3.1.3. 4-Coumarate ligase (4CL)
The co-A ligase 4CL and the hydroxylase C4H are upstream enzymes for the synthesis of flavonoids, stillbenoids, coumarins, lignins, catechins, and aurones through the intermediate p-coumaroyl-CoA.
In plants, 4-coumarate ligase 4CL catalyzes the stepwise conversion of hydroxycinnamic acids into the corresponding CoA esters via the intermediate AMP derivatives. A sequence similarity between prokaryotic and eukaryotic 4CL has been reported [56] and both does function via an ATP-dependent covalent binding of AMP to their substrate.
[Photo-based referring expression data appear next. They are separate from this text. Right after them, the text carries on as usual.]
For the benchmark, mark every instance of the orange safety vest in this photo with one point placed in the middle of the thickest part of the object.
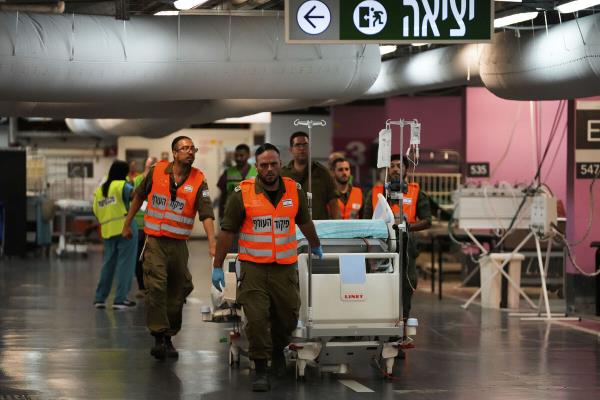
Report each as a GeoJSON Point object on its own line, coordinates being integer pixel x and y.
{"type": "Point", "coordinates": [268, 234]}
{"type": "Point", "coordinates": [167, 217]}
{"type": "Point", "coordinates": [409, 201]}
{"type": "Point", "coordinates": [353, 205]}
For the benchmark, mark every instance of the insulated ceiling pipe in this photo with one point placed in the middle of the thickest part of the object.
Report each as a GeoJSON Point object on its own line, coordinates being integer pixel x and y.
{"type": "Point", "coordinates": [79, 58]}
{"type": "Point", "coordinates": [210, 111]}
{"type": "Point", "coordinates": [563, 63]}
{"type": "Point", "coordinates": [433, 69]}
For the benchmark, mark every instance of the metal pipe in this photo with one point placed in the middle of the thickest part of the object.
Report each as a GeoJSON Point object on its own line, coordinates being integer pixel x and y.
{"type": "Point", "coordinates": [55, 8]}
{"type": "Point", "coordinates": [12, 131]}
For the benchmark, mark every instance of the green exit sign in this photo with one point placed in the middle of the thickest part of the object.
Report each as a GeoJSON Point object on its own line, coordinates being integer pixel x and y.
{"type": "Point", "coordinates": [389, 21]}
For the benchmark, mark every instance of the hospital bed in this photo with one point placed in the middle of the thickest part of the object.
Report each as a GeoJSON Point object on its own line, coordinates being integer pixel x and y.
{"type": "Point", "coordinates": [351, 310]}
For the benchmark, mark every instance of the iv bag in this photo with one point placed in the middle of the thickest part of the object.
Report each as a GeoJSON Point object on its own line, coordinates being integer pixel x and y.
{"type": "Point", "coordinates": [384, 153]}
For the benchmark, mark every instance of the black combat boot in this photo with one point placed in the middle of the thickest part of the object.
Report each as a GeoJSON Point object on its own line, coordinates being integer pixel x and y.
{"type": "Point", "coordinates": [278, 365]}
{"type": "Point", "coordinates": [260, 383]}
{"type": "Point", "coordinates": [159, 350]}
{"type": "Point", "coordinates": [170, 350]}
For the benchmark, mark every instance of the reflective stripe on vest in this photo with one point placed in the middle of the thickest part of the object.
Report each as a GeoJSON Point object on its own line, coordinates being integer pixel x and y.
{"type": "Point", "coordinates": [268, 233]}
{"type": "Point", "coordinates": [255, 238]}
{"type": "Point", "coordinates": [110, 210]}
{"type": "Point", "coordinates": [409, 202]}
{"type": "Point", "coordinates": [179, 218]}
{"type": "Point", "coordinates": [168, 228]}
{"type": "Point", "coordinates": [169, 217]}
{"type": "Point", "coordinates": [352, 207]}
{"type": "Point", "coordinates": [285, 239]}
{"type": "Point", "coordinates": [139, 216]}
{"type": "Point", "coordinates": [255, 252]}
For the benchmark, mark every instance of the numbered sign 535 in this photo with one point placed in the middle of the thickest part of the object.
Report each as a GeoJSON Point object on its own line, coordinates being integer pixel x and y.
{"type": "Point", "coordinates": [478, 170]}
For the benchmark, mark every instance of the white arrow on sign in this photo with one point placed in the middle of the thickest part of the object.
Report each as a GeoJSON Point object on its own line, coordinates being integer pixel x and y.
{"type": "Point", "coordinates": [313, 17]}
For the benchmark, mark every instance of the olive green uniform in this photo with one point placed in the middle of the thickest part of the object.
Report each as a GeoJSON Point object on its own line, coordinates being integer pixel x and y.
{"type": "Point", "coordinates": [167, 279]}
{"type": "Point", "coordinates": [323, 187]}
{"type": "Point", "coordinates": [409, 284]}
{"type": "Point", "coordinates": [269, 293]}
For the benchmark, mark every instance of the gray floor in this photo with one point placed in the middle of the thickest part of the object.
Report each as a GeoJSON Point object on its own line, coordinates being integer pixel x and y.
{"type": "Point", "coordinates": [54, 345]}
The precursor p-coumaroyl-CoA is necessary for the synthesis of several flavonoid derivatives (i.e., 5-deoxyflavonoids or dihydroflavonols) present in the major algal divisions of cyanobacteria, diatoms and green algae [31]. The BLAST search for 4CL revealed substantial similarity score in cyanobacteria, diatoms, and haptophytes (Fig. 2). Although the haptophytes Emiliania and Chrysochromulina as well as diatoms underwent a secondary endosymbiosis event, only diatoms showed a true protein orthology for 4CL in our study (Fig. 5). Haptophytes and diatoms showed the highest similarity scores for 4CL with respect to higher plants (Fig. 2). The common node between these two groups and green algae in the 4CL-based phylogenetic tree might reveal a green algal ancestor in the evolution of plant 4CL enzyme (Fig. 5). Remarkably, the characteristic domain IPR000873 (owned by all sequences in our phylogeny) highlighted a Ser/Thr/Gly-rich trait followed by a conserved Pro-Lys-Gly triplet (see red box in Fig. 5) that remains highly and stably conserved within all the analysed algal taxa.
3.1.4. Cinnamoyl Co-A reductase (CCR) and cinnamoyl alcohol dehydrogenase (CAD)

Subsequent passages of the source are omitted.